Aunque se reconozca a los estereotipos una cierta utilidad en la comunicación humana es evidente que
tienden a transformar datos imprecisos en descripciones rígidas, las que se adoptan como parte de lo
típico. Los estereotipos también tienden a identificarse con los prejuicios sociales que nacen de una falsa
generalización de algún hecho en particular, y que derivan, más que de una conclusión intelectual, de una
profunda participación afectiva que rechaza las indicaciones que señala la experiencia (prejuicios).
En la actualidad existen muchos estereotipos que pueden deberse a diferentes características como clase
social, edad, religión, etnia, sexo, y la lista podría llenar esta página y los medios de comunicación son
uno de los principales culpables ya que a través de muchas estrategias comerciales logran establecer
modelos de conducta o apariencia que la mayoría de las personas tratará de adquirir. La comunicación
presenta estereotipos de casi todos los “tipos” de persona (hombre, mujer, niño, anciano, político, dueña
de casa, homosexual y un largo etcétera).

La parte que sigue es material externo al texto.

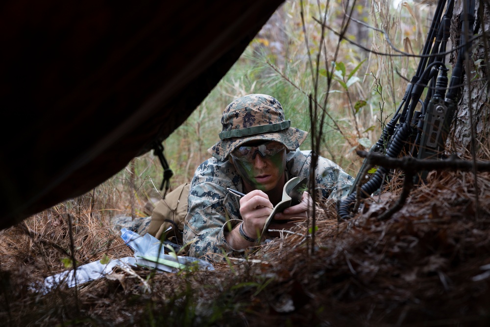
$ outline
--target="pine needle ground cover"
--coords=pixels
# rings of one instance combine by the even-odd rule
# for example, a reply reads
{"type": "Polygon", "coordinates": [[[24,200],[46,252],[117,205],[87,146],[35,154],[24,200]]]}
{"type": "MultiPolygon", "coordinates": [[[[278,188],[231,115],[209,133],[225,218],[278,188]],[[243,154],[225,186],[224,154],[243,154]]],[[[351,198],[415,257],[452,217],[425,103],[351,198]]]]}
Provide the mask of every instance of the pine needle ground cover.
{"type": "Polygon", "coordinates": [[[2,231],[1,320],[12,326],[487,326],[490,176],[474,181],[470,173],[432,174],[384,221],[377,217],[397,200],[396,188],[347,222],[327,206],[314,229],[299,224],[242,258],[224,258],[213,271],[116,268],[46,294],[36,287],[70,269],[71,249],[78,264],[132,253],[86,212],[72,218],[72,214],[44,212],[2,231]]]}

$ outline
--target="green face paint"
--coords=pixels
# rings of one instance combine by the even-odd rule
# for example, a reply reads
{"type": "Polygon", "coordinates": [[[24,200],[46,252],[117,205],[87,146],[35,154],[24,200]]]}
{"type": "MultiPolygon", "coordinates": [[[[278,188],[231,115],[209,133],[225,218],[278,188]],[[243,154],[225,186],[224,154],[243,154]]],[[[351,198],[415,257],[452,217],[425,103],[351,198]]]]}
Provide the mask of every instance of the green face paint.
{"type": "Polygon", "coordinates": [[[283,177],[286,149],[267,158],[257,153],[251,162],[233,160],[233,164],[245,187],[267,192],[274,189],[283,177]]]}

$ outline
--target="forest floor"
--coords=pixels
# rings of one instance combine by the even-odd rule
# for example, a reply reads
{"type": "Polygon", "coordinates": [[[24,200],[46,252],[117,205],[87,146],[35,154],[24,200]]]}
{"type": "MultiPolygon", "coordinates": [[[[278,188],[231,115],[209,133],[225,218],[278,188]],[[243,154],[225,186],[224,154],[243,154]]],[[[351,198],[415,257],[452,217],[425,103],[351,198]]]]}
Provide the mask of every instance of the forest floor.
{"type": "Polygon", "coordinates": [[[489,326],[490,175],[439,172],[388,219],[399,192],[367,201],[347,222],[333,206],[213,271],[141,267],[47,294],[44,279],[133,255],[103,222],[52,209],[0,232],[0,321],[12,326],[489,326]],[[475,192],[475,190],[477,191],[475,192]],[[475,197],[478,193],[478,197],[475,197]],[[477,207],[477,203],[478,210],[477,207]],[[310,222],[311,224],[311,222],[310,222]],[[315,246],[312,246],[314,243],[315,246]],[[63,261],[63,258],[65,261],[63,261]]]}

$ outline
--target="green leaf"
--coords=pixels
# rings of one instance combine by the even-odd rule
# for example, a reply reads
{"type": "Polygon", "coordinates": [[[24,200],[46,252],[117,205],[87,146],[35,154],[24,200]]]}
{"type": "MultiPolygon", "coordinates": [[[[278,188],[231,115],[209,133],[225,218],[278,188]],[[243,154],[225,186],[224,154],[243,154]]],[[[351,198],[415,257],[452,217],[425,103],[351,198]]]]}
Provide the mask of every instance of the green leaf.
{"type": "Polygon", "coordinates": [[[356,102],[356,104],[354,105],[354,108],[356,109],[356,113],[357,114],[359,112],[359,109],[367,104],[367,102],[364,100],[359,100],[356,102]]]}
{"type": "Polygon", "coordinates": [[[360,80],[361,80],[361,78],[357,76],[351,77],[347,80],[347,87],[349,87],[356,82],[358,82],[360,80]]]}
{"type": "Polygon", "coordinates": [[[365,148],[369,148],[371,147],[371,141],[367,137],[362,137],[359,140],[359,144],[365,148]]]}
{"type": "MultiPolygon", "coordinates": [[[[337,71],[338,72],[338,71],[337,71]]],[[[336,78],[336,79],[339,81],[339,83],[340,83],[340,85],[342,86],[342,87],[343,87],[345,91],[347,91],[347,84],[344,83],[343,81],[343,80],[341,80],[340,79],[337,79],[337,78],[336,78]]]]}
{"type": "Polygon", "coordinates": [[[340,71],[342,73],[342,77],[345,75],[345,65],[343,62],[337,62],[335,63],[335,70],[340,71]]]}
{"type": "Polygon", "coordinates": [[[68,269],[73,267],[73,262],[72,262],[71,258],[63,258],[61,259],[61,262],[65,265],[65,268],[68,269]]]}
{"type": "Polygon", "coordinates": [[[106,265],[111,262],[111,259],[109,258],[107,255],[104,253],[104,255],[102,256],[102,259],[100,259],[100,264],[101,265],[106,265]]]}

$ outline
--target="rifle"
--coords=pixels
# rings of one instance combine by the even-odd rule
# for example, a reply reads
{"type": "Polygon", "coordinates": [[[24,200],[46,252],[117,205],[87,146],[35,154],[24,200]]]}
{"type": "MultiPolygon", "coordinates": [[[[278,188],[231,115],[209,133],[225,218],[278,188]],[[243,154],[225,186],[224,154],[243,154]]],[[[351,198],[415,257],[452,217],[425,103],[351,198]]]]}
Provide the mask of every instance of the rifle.
{"type": "MultiPolygon", "coordinates": [[[[467,37],[473,31],[475,1],[463,2],[467,7],[460,20],[462,34],[449,87],[445,56],[454,0],[439,0],[416,74],[407,85],[393,118],[369,154],[377,152],[391,158],[410,156],[421,159],[442,157],[458,100],[463,59],[471,48],[467,37]],[[425,99],[422,101],[420,98],[426,88],[425,99]],[[415,110],[418,103],[421,105],[420,111],[415,110]]],[[[383,167],[376,167],[372,174],[367,174],[368,157],[364,159],[347,197],[338,203],[339,221],[352,217],[351,211],[358,197],[365,199],[380,192],[382,184],[390,178],[390,171],[383,167]]],[[[414,177],[416,179],[414,181],[423,182],[426,176],[427,172],[422,172],[414,177]]]]}

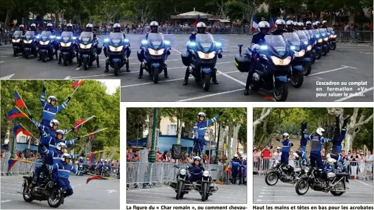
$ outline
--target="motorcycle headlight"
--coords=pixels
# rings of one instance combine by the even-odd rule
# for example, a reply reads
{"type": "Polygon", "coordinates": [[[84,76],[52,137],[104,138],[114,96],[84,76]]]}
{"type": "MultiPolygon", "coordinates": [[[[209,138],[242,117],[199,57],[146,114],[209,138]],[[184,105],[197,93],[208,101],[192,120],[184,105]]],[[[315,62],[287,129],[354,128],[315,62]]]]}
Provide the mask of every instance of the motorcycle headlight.
{"type": "Polygon", "coordinates": [[[91,46],[92,46],[92,43],[90,43],[90,44],[79,44],[79,47],[80,47],[82,49],[90,49],[90,48],[91,48],[91,46]]]}
{"type": "Polygon", "coordinates": [[[216,56],[216,52],[213,51],[210,53],[205,54],[201,51],[197,51],[197,55],[201,59],[213,59],[216,56]]]}
{"type": "Polygon", "coordinates": [[[45,41],[45,42],[40,41],[40,43],[42,45],[47,45],[47,44],[49,44],[49,40],[47,40],[47,41],[45,41]]]}
{"type": "Polygon", "coordinates": [[[162,49],[158,51],[155,51],[154,49],[151,48],[148,49],[148,51],[149,52],[149,54],[151,54],[151,55],[161,55],[164,54],[164,49],[162,49]]]}
{"type": "Polygon", "coordinates": [[[71,42],[66,42],[66,43],[64,43],[64,42],[61,42],[61,47],[70,47],[70,45],[71,45],[71,42]]]}
{"type": "Polygon", "coordinates": [[[121,52],[123,49],[123,46],[120,46],[119,47],[114,47],[113,46],[109,46],[109,49],[112,52],[121,52]]]}
{"type": "Polygon", "coordinates": [[[23,40],[23,43],[25,43],[25,44],[31,44],[31,42],[32,42],[32,40],[23,40]]]}
{"type": "Polygon", "coordinates": [[[303,49],[301,50],[299,52],[297,52],[297,51],[294,51],[294,52],[295,52],[295,57],[303,57],[303,56],[304,56],[304,55],[306,53],[306,51],[303,49]]]}
{"type": "Polygon", "coordinates": [[[288,56],[285,59],[280,59],[275,56],[271,56],[271,60],[275,66],[287,66],[291,62],[291,57],[288,56]]]}

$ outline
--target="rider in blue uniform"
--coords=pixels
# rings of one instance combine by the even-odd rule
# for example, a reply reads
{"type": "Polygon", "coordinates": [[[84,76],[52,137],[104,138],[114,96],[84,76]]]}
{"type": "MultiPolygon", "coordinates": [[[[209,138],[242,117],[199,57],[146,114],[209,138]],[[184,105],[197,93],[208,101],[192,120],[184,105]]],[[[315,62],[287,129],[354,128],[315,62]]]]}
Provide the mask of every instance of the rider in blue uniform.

Dibujo que demuestra metafóricamente como los medios de comunicación manejan y domi- nan a la
sociedad.
La comunicación y los estereotipos
Los estereotipos se transmiten y promueven por diversas vías, tales como la educación formal y la
educación informal, principalmente en el núcleo familiar y a través de los medios masivos de
comunicación. Cuando prendemos la televisión, la radio o abrimos una revista, le estamos abriendo la
puerta de nuestro hogar y de nuestra mente a una serie de ideas y de imágenes que, si bien, por un lado,
reflejan la realidad, nos informan y nos entretienen, por otro lado presentan una visión reducida y
tendenciosa de cómo vivir, como pensar, como vestir, como SER.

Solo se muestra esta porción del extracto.